Uma vez que o Aquartelamento distava do cais entre 250/300 metros, e a nossa presença não era necessária naquele contexto, decidimos ali regressar. Quando estávamos já no seu interior, muito perto da parada, depois de ultrapassada a porta de armas original, cujo modelo ou patente julgamos não ter sido registada, ouvimos um sinal sonoro no nosso rádio AVP1, que atendemos. O conteúdo da informação recebida dava conta da passagem do macaréu, pelo que se solicitava a presença de todos os militares no cais, para dar-se início a nova viagem.
Contudo, foi com algum espanto e muita perplexidade que recebemos a notícia da passagem do macaréu, na medida em que conhecíamos mais ou menos bem a sua evolução no processo de enchimento da maré, devido à situação de proximidade com o rio, facto que suscitou em nós, desde o início, uma natural curiosidade pela observação deste fenómeno da natureza.

E o que é o fenómeno macaréu?

A hidrografia explica que o macaréu é o choque das águas de um rio caudaloso com as ondas durante o início da maré enchente.

Este fenómeno das marés, que dá origem à elevação do nível das águas oceânicas, faz com as mesmas invadam a foz dos rios, podendo formar ondas até dezenas de metros de largura, com três a cinco metros de altura, atingindo uma velocidade entre trinta e cinquenta quilómetros por hora. Esta poderosa massa de água que se transforma em onda pode durar entre quinze minutos e uma hora.

Para além do Rio Geba, este fenómeno é observado em vários pontos dos cinco continentes, nomeadamente no Brasil, na foz do rio Amazonas e afluentes do litoral paraense e amapaense, como sejam os rios Araguari, Maicaré, Guamá, Capim e Moju, e na foz do rio Mearim, no Maranhão.

Nessa região amazónica, esse fenómeno é designado por pororoca, mupororoca ou macaréu. Porém, outras designações são atribuídas ao mesmo fenómeno, com diferentes escalas, observado em diferentes rios do mundo, de que é exemplo o caso de Inglaterra, na foz dos rios Severn, Tamisa e Trent, conhecido por bore. Eis algumas imagens de cada um dos diferentes fenómenos.


Na França, o exemplo observado na foz dos rios Gironda, Charante e Sena é conhecido por mascaret ou barre.

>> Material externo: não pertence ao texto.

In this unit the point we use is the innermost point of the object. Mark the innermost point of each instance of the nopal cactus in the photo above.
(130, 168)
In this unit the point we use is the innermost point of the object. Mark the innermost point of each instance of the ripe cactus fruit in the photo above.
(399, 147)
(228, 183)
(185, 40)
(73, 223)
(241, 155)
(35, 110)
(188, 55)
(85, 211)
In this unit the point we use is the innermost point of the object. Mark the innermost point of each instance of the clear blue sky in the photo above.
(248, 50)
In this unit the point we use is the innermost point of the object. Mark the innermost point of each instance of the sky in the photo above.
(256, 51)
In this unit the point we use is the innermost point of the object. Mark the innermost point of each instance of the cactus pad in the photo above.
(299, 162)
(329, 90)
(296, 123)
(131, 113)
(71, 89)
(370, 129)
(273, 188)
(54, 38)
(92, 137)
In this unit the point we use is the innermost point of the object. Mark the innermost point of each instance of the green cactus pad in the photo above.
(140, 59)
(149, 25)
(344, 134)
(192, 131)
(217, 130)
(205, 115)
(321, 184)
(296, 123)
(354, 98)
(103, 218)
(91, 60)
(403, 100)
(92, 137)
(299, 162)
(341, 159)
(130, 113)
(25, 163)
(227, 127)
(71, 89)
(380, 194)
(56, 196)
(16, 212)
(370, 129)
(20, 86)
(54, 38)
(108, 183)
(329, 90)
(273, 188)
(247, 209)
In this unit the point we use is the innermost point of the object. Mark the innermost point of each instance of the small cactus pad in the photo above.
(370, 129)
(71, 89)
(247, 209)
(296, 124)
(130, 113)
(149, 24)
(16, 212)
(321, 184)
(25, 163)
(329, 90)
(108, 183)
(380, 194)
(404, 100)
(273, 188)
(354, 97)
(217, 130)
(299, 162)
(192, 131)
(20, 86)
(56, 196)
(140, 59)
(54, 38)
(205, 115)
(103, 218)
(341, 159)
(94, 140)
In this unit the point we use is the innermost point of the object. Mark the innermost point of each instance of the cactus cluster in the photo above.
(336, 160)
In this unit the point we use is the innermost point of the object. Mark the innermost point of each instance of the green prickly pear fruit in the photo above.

De regresso ao cais, as dúvidas suscitadas inicialmente quanto à oportunidade de dar-se início à travessia não se dissiparam, antes pelo contrário, elas ampliaram-se em função da qualidade de agitação da água do rio. Esta nossa avaliação era coincidente com a do Cabo Silva (um militar da Marinha, que durante mais de duas décadas viveu as experiências das diferentes marés por onde andou, por ter estado ligado às actividades dos submarinos) e que naquela ocasião se encontrava no cais, dirigindo os trabalhos de carregamento de madeiras para a embarcação civil CP10.

Esta conclusão resultou do facto de ter escutado a parte final da conversa havida entre aquele militar e o Major de Operações, em que o primeiro tentou convencer o segundo a não se fazer à água naquele momento, aconselhando-o a aguardar mais algum tempo de modo a diminuir o risco de um eventual acidente, mas sem sucesso. À ordem de avançar porque se fazia tarde, eis a mensagem que circulou, entrámos pela segunda vez no bote Sintex, mantendo-se a distribuição anterior.

A partida aconteceu no local indicado na foto ao lado (Cais do Xime), agora em ruínas.

O sentido da navegação corresponde igualmente à da imagem apresentada, sendo a margem esquerda aquela que se encontra à direita e a margem direita a que se encontra à esquerda.

Demos, então, início à segunda tentativa da travessia do Rio Geba. Com a navegação a cargo do barqueiro, com o motor em funcionamento e com as águas muito agitadas, certamente que cada um de nós se interrogou quanto ao sucesso da aventura em que tínhamos embarcado e que não tinha hipóteses de retrocesso.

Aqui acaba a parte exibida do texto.